BACKGROUND:PD diagnosis is based primarily on clinical criteria and can be inaccurate. Biological markers, such as α-synuclein aggregation, that reflect ongoing pathogenic processes may increase diagnosis accuracy and allow disease progression monitoring. Though α-synuclein aggregation assays have been published, reproducibility, standardization, and validation are key challenges for their development as clinical biomarkers. OBJECTIVE:To cross-validate two α-synuclein seeding aggregation assays developed to detect pathogenic oligomeric α-synuclein species in CSF using samples from the same PD patients and healthy controls from the BioFIND cohort. METHODS:CSF samples were tested by two independent laboratories in a blinded fashion. BioFIND features standardized biospecimen collection of clinically typical moderate PD patients and nondisease controls. α-synuclein aggregation was measured by protein misfolding cyclic amplification (Soto lab) and real-time quaking-induced conversion (Green lab). Results were analyzed by an independent statistician. RESULTS:Measuring 105 PD and 79 healthy control CSF samples, these assays showed 92% concordance. The areas under the curve from receiver operating characteristic curve analysis for the diagnosis of PD versus healthy controls were 0.93 for protein misfolding cyclic amplification, 0.89 for real-time quaking-induced conversion, and 0.95 when considering only concordant assay results.
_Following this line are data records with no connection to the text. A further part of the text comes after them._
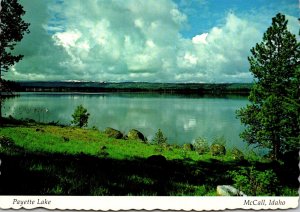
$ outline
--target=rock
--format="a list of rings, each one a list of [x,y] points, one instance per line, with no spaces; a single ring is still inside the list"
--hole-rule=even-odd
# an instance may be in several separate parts
[[[147,162],[152,165],[164,165],[167,159],[163,155],[151,155],[147,158]]]
[[[217,186],[218,196],[246,196],[242,191],[234,188],[231,185],[219,185]]]
[[[121,139],[123,138],[123,133],[121,133],[119,130],[107,127],[104,130],[104,133],[107,134],[109,138],[115,138],[115,139]]]
[[[183,144],[183,149],[188,151],[193,151],[194,146],[192,144]]]
[[[140,140],[146,142],[145,136],[138,130],[131,129],[127,134],[128,139]]]
[[[212,144],[210,147],[211,155],[217,156],[217,155],[225,155],[226,154],[226,148],[222,144]]]
[[[244,160],[244,158],[245,158],[243,152],[237,148],[233,148],[231,150],[231,154],[232,154],[233,159],[235,159],[235,160]]]
[[[203,144],[203,145],[197,145],[194,146],[195,151],[199,154],[199,155],[203,155],[205,153],[209,152],[209,146],[207,144]]]
[[[199,137],[199,138],[195,139],[193,146],[194,146],[195,151],[199,155],[203,155],[203,154],[209,152],[208,142],[204,138]]]

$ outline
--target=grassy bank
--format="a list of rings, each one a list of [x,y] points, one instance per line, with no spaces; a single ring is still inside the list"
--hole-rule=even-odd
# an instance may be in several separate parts
[[[108,138],[93,129],[3,122],[1,195],[214,196],[217,185],[233,184],[229,171],[243,167],[274,170],[282,189],[295,191],[298,186],[297,166],[258,158],[235,160],[230,152],[200,155],[178,146]],[[284,195],[282,189],[277,195]]]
Clinical characteristics of false-positive and -negative subjects were not different from true-negative and -positive subjects, respectively. CONCLUSIONS:These α-synuclein seeding aggregation assays are reliable and reproducible for PD diagnosis. Assay parameters did not correlate with clinical parameters, including disease severity or duration. This assay is highly accurate for PD diagnosis and may impact clinical practice and clinical trials. © 2019 The Authors. Movement Disorders published by Wiley Periodicals, Inc. on behalf of International Parkinson and Movement Disorder Society.